DeliCIR: Deliberative Test-Time Evolutionary Hierarchical Multi-Agents for Composed Image Retrieval 文章

ArXiv CS.CV2026-05-26NEWSen作者: Xingtian Pei, Yukun Song, Changwei Wang, Shunpeng Chen, Rongtao Xu, Shengpeng Xu, Shibiao Xu

摘要

arXiv:2605.22478v2 Announce Type: replace Abstract: Composed Image Retrieval (CIR) requires both preserving the visual continuity of the reference image and faithfully executing the semantic variables specified in the modification text, which constitute the core challenge of the task.
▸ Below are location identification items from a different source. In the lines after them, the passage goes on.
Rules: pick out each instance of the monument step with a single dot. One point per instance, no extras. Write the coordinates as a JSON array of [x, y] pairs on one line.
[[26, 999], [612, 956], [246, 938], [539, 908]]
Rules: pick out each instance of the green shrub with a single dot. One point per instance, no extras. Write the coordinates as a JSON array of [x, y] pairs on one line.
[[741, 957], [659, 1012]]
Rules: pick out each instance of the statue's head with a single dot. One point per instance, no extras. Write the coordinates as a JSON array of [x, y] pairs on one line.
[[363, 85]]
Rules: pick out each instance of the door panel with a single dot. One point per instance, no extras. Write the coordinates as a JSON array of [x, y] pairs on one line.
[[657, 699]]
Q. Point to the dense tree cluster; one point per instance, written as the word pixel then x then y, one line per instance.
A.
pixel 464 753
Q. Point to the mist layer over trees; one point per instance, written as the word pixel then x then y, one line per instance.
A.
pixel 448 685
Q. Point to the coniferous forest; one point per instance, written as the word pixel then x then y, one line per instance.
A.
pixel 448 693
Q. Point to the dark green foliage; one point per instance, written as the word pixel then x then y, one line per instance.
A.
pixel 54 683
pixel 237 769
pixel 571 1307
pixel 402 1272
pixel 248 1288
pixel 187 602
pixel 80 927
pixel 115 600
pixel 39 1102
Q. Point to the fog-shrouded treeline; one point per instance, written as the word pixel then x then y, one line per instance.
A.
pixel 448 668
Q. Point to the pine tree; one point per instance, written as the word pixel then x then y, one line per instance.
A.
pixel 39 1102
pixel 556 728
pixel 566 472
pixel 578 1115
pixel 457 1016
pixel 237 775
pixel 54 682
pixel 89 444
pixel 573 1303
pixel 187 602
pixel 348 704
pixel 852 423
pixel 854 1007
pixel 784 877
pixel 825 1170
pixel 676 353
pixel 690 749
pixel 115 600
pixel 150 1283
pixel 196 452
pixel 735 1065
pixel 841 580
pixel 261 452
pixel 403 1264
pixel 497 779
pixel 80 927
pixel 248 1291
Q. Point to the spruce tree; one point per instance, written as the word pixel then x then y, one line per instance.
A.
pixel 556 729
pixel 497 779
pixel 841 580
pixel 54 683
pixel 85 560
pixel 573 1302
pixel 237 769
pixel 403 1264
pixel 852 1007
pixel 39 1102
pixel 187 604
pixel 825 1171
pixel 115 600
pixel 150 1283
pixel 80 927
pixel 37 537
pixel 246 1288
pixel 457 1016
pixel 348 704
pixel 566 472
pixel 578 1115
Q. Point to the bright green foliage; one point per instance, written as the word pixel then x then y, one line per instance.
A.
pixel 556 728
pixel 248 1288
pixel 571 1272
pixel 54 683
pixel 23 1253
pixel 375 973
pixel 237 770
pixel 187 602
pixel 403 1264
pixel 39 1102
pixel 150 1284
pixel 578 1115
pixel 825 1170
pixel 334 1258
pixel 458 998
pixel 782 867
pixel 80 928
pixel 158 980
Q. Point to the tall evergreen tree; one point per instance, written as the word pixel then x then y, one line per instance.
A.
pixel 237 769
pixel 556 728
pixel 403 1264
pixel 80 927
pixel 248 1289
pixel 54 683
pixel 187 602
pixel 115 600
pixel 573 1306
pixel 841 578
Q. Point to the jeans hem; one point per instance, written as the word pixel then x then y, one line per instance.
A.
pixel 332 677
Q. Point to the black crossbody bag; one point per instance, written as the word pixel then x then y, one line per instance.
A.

Existing methods often suffer from Perception Myopia in a single space, or fall into Logic Drift in iterative collaboration due to the perception ceiling of the underlying retriever. To address this issue, we propose a one-stop hierarchical Perception-to-Deliberation Framework (PDF), which, to the best of our knowledge, is the first to introduce experience self-evolution and Test-Time Scaling Laws (TTS) into CIR. Relying on a hierarchical multi-agent architecture, PDF first utilizes an Intent Routing Manager to dynamically dispatch multi-view Worker perception signals based on modification intents to construct a high-recall candidate pool.